Lawrence pointed out that views expressed by Ebanks as early as 1975 warned of excessive development in Cayman and its impact on the environment.
She quoted him as saying, “I am always in favor of controlled and planned development. I think this is the right policy and should be continued. … I don’t think we should grow faster than the community can absorb it.
She added, “’Make haste slowly’ was the watchword of the development of the country as it was initially presented to the people. These are words that have sparked much protest over the years, but have now taken on new meaning on our islands, as young people recognize the fragility of what we have built.
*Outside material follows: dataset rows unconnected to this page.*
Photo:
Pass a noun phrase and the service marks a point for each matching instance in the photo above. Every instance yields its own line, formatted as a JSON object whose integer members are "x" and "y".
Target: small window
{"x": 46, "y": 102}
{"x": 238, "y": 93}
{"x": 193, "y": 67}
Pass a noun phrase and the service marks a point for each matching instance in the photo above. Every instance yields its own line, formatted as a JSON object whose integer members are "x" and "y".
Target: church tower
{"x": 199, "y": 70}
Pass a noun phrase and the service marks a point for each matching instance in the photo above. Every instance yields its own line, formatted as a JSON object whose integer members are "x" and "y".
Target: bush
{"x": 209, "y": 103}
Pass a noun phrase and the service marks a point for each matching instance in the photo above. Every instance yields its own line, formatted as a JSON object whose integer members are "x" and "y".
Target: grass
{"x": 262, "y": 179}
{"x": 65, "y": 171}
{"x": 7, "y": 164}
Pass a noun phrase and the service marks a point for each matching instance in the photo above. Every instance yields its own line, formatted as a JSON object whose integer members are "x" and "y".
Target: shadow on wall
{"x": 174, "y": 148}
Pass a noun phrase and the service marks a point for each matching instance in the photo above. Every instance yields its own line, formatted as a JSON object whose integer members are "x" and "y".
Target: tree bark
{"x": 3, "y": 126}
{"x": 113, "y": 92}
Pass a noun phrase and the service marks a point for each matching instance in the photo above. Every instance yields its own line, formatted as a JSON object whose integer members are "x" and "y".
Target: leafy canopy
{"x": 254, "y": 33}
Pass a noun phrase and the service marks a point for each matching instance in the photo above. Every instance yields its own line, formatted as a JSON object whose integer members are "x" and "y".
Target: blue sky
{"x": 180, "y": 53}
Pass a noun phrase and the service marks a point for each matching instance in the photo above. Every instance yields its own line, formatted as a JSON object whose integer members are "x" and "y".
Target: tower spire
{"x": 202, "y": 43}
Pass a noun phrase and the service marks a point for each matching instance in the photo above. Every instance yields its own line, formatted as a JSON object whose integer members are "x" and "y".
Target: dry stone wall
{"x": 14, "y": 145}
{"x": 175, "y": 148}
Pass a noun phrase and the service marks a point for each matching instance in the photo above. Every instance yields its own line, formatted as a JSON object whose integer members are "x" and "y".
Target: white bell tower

Mr. Benson would be proud.
After the 1992 election, Ebanks retired from politics and refocused on his family life, and spent more time at the family hardware store, which Lawrence says became “a bit of a community club”. where he provided political advice, guidance and opinions to all and sundry.
After a fall in 2011, Ebanks’ mobility was significantly affected and the death of his beloved wife Bessie in May 2012 compounded his health issues, Lawrence said.
He died peacefully at his home in West Bay on Tuesday March 29.